Wednesday, September 29, 2010

A Quick Review of Stack Traces

I'll try to pass on some basic knowledge about those confusing stack traces we sometimes see in the mysql error logs.  What can you tell from them, what are they useful for, and how to validate them?

Debugging Crashes

We tried to improve postmortem debugging of crashes + stack traces in the error log:
o) old versions of mysqld only printed numerical numbers instead of function names (if you're lucky!)
o) some platforms/architectures printed no stack trace what-so-ever!
o) faulty implementations of the crash error reporting and running query.

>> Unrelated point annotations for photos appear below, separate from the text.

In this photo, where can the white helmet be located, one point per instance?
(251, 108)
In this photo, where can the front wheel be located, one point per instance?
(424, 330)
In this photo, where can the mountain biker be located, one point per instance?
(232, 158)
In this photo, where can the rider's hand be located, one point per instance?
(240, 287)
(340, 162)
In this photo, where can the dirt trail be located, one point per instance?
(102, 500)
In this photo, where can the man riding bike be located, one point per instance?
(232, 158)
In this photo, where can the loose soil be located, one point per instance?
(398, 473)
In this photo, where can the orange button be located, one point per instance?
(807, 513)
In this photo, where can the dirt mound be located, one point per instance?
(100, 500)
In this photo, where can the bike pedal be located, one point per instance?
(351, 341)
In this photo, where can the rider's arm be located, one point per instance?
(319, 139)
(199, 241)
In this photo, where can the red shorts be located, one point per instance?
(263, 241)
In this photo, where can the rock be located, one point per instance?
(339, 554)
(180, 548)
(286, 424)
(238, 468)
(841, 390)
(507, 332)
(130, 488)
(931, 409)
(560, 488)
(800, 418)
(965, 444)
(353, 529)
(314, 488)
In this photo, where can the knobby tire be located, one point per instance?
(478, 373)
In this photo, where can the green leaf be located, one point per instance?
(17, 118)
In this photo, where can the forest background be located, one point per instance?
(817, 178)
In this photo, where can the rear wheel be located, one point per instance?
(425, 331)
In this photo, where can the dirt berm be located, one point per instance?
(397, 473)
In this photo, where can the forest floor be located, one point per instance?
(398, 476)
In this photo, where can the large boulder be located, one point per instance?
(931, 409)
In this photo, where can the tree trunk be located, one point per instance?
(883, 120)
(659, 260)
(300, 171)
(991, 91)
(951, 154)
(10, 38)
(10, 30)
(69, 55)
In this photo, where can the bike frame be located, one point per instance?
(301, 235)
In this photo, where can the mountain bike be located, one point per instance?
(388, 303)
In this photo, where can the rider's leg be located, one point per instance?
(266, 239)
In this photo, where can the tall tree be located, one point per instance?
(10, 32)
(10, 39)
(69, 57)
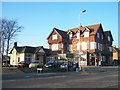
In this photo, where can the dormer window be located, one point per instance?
(78, 34)
(70, 36)
(54, 36)
(86, 34)
(108, 38)
(98, 35)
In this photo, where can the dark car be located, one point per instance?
(23, 64)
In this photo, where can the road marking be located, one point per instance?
(27, 76)
(11, 80)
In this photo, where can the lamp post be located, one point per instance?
(80, 68)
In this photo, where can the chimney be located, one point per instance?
(15, 44)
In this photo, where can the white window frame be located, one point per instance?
(78, 35)
(92, 45)
(54, 37)
(108, 38)
(98, 45)
(86, 34)
(84, 45)
(70, 47)
(98, 35)
(102, 36)
(110, 49)
(55, 47)
(70, 36)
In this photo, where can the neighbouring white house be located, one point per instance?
(28, 53)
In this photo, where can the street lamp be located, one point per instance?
(80, 68)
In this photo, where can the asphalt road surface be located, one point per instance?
(84, 79)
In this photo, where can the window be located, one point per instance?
(84, 46)
(54, 37)
(70, 47)
(102, 36)
(28, 57)
(110, 49)
(92, 45)
(108, 38)
(86, 34)
(99, 46)
(70, 36)
(78, 35)
(18, 59)
(98, 35)
(78, 46)
(55, 47)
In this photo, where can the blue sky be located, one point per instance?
(39, 18)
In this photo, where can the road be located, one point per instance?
(84, 79)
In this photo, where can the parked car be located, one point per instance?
(34, 63)
(23, 64)
(66, 64)
(53, 63)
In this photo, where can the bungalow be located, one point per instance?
(28, 53)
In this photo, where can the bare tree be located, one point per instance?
(9, 29)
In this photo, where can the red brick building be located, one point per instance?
(91, 44)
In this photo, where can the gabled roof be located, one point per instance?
(29, 49)
(108, 33)
(60, 32)
(93, 28)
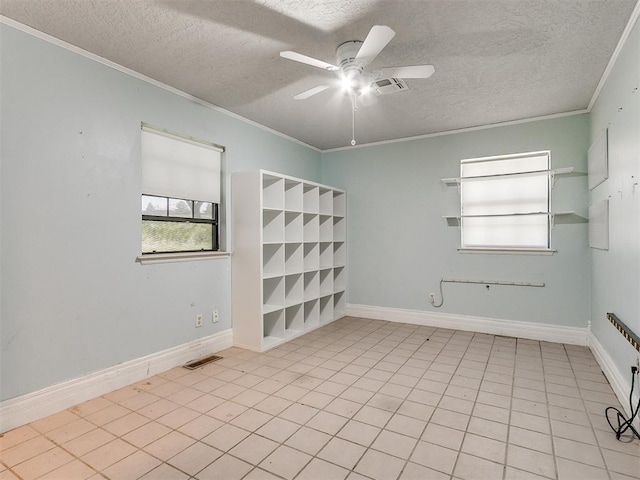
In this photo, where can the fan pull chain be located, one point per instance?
(353, 120)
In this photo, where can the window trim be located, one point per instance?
(214, 222)
(525, 250)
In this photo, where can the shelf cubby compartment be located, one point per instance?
(272, 226)
(272, 328)
(311, 285)
(326, 228)
(272, 294)
(311, 198)
(339, 229)
(272, 192)
(326, 255)
(293, 258)
(325, 201)
(339, 279)
(272, 259)
(293, 195)
(311, 227)
(339, 254)
(293, 227)
(293, 289)
(339, 204)
(326, 309)
(311, 313)
(294, 320)
(339, 304)
(326, 282)
(311, 256)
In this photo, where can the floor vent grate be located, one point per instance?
(201, 362)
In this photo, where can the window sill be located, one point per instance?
(509, 251)
(179, 257)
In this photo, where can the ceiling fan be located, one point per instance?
(353, 58)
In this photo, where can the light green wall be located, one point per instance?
(616, 272)
(400, 246)
(74, 300)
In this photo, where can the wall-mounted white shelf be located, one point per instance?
(554, 172)
(289, 262)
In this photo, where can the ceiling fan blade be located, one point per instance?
(311, 92)
(298, 57)
(378, 38)
(413, 71)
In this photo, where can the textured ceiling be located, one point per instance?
(495, 61)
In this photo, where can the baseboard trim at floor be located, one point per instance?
(35, 405)
(621, 387)
(510, 328)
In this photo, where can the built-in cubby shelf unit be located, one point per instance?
(289, 257)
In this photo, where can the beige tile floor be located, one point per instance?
(357, 399)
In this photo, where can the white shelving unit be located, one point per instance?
(289, 257)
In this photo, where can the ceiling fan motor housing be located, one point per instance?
(346, 58)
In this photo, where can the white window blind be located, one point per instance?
(177, 167)
(505, 202)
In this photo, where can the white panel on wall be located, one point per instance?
(597, 161)
(599, 225)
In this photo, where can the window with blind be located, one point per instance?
(180, 193)
(505, 202)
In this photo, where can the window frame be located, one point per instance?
(506, 248)
(214, 222)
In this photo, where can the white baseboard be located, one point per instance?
(511, 328)
(616, 378)
(32, 406)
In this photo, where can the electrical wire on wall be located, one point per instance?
(487, 283)
(624, 424)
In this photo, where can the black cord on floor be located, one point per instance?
(623, 423)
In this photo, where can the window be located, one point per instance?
(505, 202)
(180, 193)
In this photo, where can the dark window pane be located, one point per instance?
(158, 236)
(203, 210)
(154, 205)
(180, 208)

So, the result is that on modern supported platforms and recent versions of mysqld, you should get a useful stack trace.  A simple example from 5.5.5 on Windows:

mysqld.exe!mysql_admin_table()[sql_table.cc:5150]
mysqld.exe!mysql_optimize_table()[sql_table.cc:5226]
mysqld.exe!mysql_execute_command()[sql_parse.cc:3107]
mysqld.exe!mysql_parse()[sql_parse.cc:5911]
mysqld.exe!dispatch_command()[sql_parse.cc:1138]
mysqld.exe!do_command()[sql_parse.cc:807]
mysqld.exe!do_handle_one_connection()[sql_connect.cc:1196]
mysqld.exe!handle_one_connection()[sql_connect.cc:1136]
mysqld.exe!pthread_start()[my_winthread.c:62]
mysqld.exe!_callthreadstartex()[threadex.c:348]
mysqld.exe!_threadstartex()[threadex.c:331]
kernel32.dll!BaseThreadStart()

It should be obvious that OPTIMIZE TABLE crashed here, since the function name is clear.
The reason I always use windows stack traces in bug reports is because they are readable.  Most GDB and linux error log stack traces are not readable by the human brain at a glance, and therefore not memorable.  One reason is excessive wrapping, another reason is offsets and arguments to the functions are irrelevant and not useful for search engine indexes or the average Joe trying to find a bug report matching a stack trace.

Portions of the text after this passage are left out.